Today we celebrate the lives of the four Churchwomen who were martyred in El Salvador. They are witnesses to all of us of the commitment to God and to love of one’s neighbor, even in the face of danger and death. The following comes from the People’s Companion to the Breviary, pages 500-501.
On the evening of December 2, 1980, two Maryknoll Sisters, Maura Clarke and Ita Ford, were returning to El Salvador from a retreat in Nicaragua. They were picked up at the airport by an Ursuline Sister, Dorothy Kazel, and a young lay woman, Jean Donovan, who worked in the refugee camps. On the road from the airport, they were stopped at a military roadblock. They were taken to a remote spot along a side road, brutally abused, and then executed. They have become part of the martyrology of the Christian communities throughout Latin America.
In her eulogy, Sr. Melinda Roper of Maryknoll said:
… God, in His/Her loving kindness, has raised up witnesses in our midst. God is calling each of us to a more radical discipleship—one which will not be understood by the powerful of our day. We must be wise as serpents in naming and denouncing the evil which pervades our world. We must be filled with compassion for those whom suffering from lack of basic necessities has become a way of life. We must be moved to action which will clearly identify us with the poor. Above all, let us not be filled with fear. Let us be filled with courage and hope, for “in the tender compassion of our God, the dawn shall break upon us, to shine on those who dwell in darkness and the shadow of death, to guide our feet into the way of peace.”

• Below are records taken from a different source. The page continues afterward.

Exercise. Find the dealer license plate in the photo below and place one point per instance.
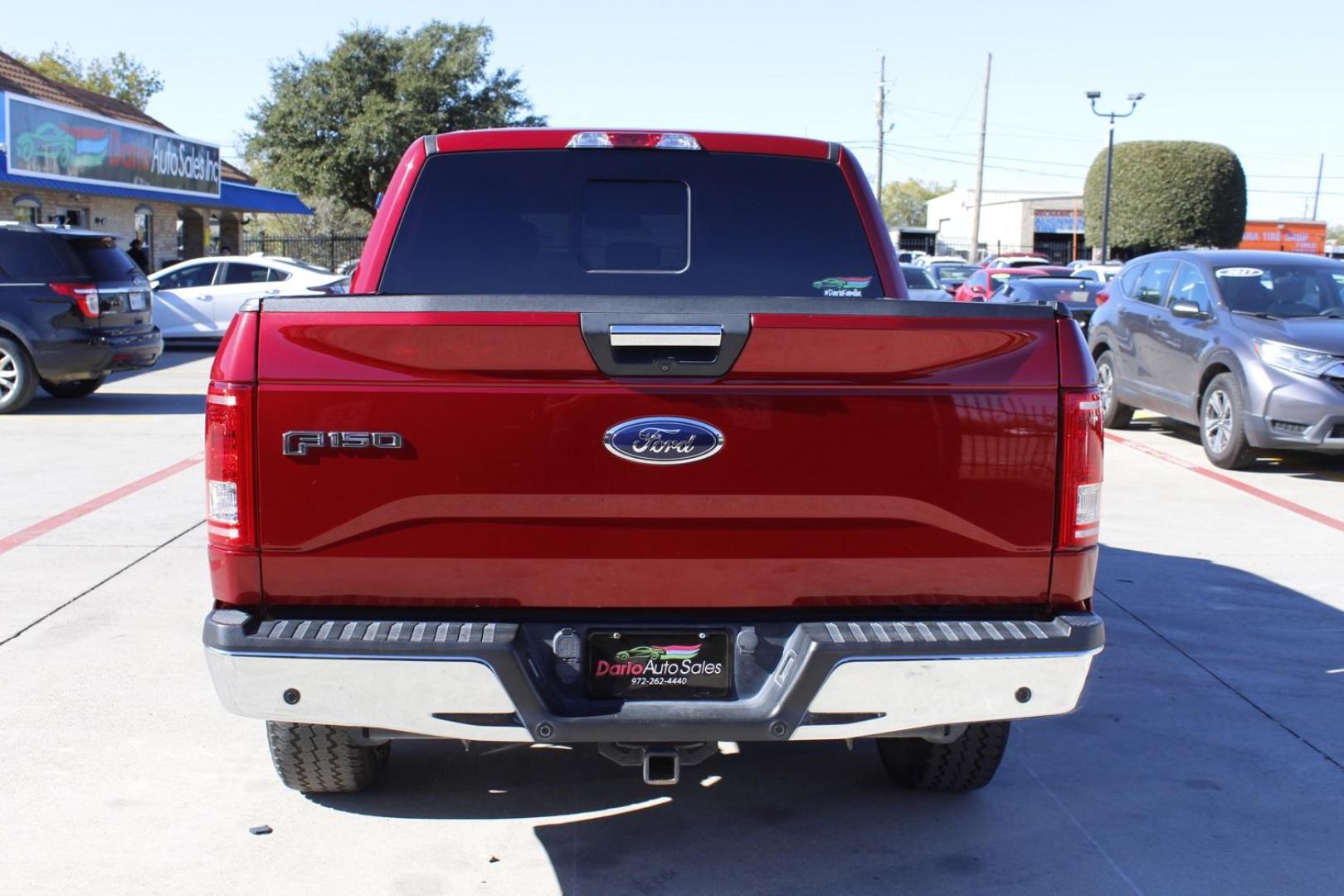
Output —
(659, 665)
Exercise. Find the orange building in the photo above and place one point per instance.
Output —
(1305, 236)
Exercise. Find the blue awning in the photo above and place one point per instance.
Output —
(231, 195)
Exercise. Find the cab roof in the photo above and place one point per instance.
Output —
(559, 139)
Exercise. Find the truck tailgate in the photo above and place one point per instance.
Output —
(869, 457)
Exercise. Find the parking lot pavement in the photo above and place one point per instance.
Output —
(1205, 758)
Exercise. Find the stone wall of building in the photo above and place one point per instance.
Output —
(117, 217)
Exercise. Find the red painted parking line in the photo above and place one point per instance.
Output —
(1237, 484)
(42, 527)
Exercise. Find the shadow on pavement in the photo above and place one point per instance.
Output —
(117, 403)
(173, 356)
(1301, 465)
(1202, 730)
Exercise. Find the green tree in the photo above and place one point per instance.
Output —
(119, 75)
(1166, 193)
(338, 125)
(903, 202)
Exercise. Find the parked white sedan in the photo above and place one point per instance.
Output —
(199, 297)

I posted my remembrance on my blog and then went blog hopping. After last year’s 25th anniversary remembrance, this anniversary seems quieter. I was glad to find your remembrance posted. We can never forget.

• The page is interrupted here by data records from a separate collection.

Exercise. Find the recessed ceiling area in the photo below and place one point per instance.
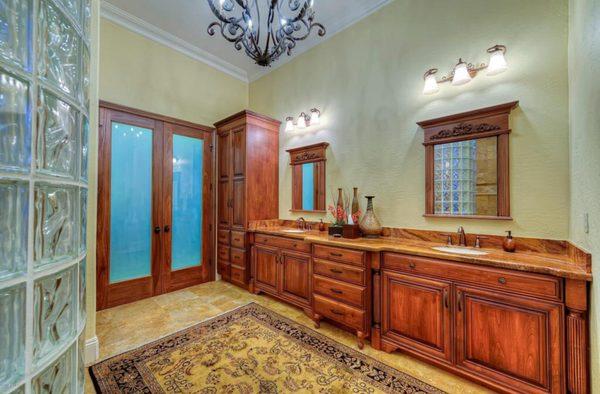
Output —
(182, 25)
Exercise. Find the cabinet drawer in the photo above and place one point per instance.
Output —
(281, 242)
(238, 257)
(238, 239)
(334, 310)
(342, 272)
(507, 280)
(223, 252)
(344, 292)
(348, 256)
(223, 237)
(238, 275)
(223, 269)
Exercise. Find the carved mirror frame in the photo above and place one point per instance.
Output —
(480, 123)
(315, 153)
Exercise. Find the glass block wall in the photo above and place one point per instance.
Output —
(44, 109)
(455, 178)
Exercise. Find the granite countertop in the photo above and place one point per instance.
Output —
(542, 263)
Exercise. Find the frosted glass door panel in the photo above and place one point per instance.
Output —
(186, 245)
(130, 202)
(308, 186)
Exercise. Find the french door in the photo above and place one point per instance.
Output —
(154, 206)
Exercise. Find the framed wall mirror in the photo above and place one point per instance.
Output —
(467, 164)
(308, 177)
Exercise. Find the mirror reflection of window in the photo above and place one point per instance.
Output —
(308, 187)
(466, 178)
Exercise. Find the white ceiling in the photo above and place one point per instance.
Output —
(182, 24)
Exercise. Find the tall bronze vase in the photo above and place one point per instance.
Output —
(369, 224)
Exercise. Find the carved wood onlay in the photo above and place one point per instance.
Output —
(308, 154)
(467, 125)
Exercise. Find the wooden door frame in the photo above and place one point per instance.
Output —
(155, 287)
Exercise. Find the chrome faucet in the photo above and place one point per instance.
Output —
(462, 238)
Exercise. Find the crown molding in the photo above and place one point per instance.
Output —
(137, 25)
(367, 8)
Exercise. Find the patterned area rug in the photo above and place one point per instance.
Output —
(249, 350)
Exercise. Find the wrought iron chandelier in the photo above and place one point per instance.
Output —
(287, 21)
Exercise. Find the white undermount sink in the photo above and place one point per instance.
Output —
(459, 250)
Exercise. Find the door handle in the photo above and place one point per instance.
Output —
(446, 299)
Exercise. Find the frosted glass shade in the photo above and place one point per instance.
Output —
(315, 117)
(461, 74)
(497, 63)
(431, 85)
(301, 122)
(289, 124)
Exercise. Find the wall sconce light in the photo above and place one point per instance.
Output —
(464, 72)
(304, 120)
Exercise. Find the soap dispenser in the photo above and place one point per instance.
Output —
(509, 244)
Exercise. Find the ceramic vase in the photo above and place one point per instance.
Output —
(369, 224)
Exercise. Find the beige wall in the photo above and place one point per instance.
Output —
(367, 80)
(143, 74)
(584, 58)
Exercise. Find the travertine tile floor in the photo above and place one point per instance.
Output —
(128, 326)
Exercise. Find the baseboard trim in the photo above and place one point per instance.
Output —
(92, 350)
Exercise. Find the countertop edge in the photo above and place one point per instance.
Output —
(576, 274)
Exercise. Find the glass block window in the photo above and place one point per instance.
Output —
(44, 131)
(455, 177)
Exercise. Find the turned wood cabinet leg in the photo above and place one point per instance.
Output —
(317, 319)
(361, 339)
(577, 351)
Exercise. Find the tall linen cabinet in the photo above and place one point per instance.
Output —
(247, 187)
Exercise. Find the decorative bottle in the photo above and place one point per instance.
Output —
(369, 224)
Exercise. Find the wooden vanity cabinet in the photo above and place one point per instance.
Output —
(342, 292)
(283, 273)
(247, 187)
(512, 339)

I was moved to read your posting today. I’m glad that I did because I do remember this tragedy and had indeed tucked it back in my memory. These women were truly noble in spirit and courage. Not sure if my anger has dissipated or that my power of forgiveness is quite up to par, but I’m a work in progress
We will have a special prayer evening prayer to remember them and all those martyred in El Salvador. There is a phrase I love in Spanish, it was Monseñor Romero’s Episcopal motto: “Sentir con la Iglesia” which more or less translates into “To feel with the church” (literally) or “To be one in mind and Heart with the Church” (interpretation) although Spanish expresses it a lot better. I believe these women felt with the Chruch and became one in mind and heart with the little ones of the Kingdom, as Monseñor Romero would have called them. God bless them and may God touch the hearts of the people in power throughout Latin America…most especially in Oaxaca and Chiapas in Mexico.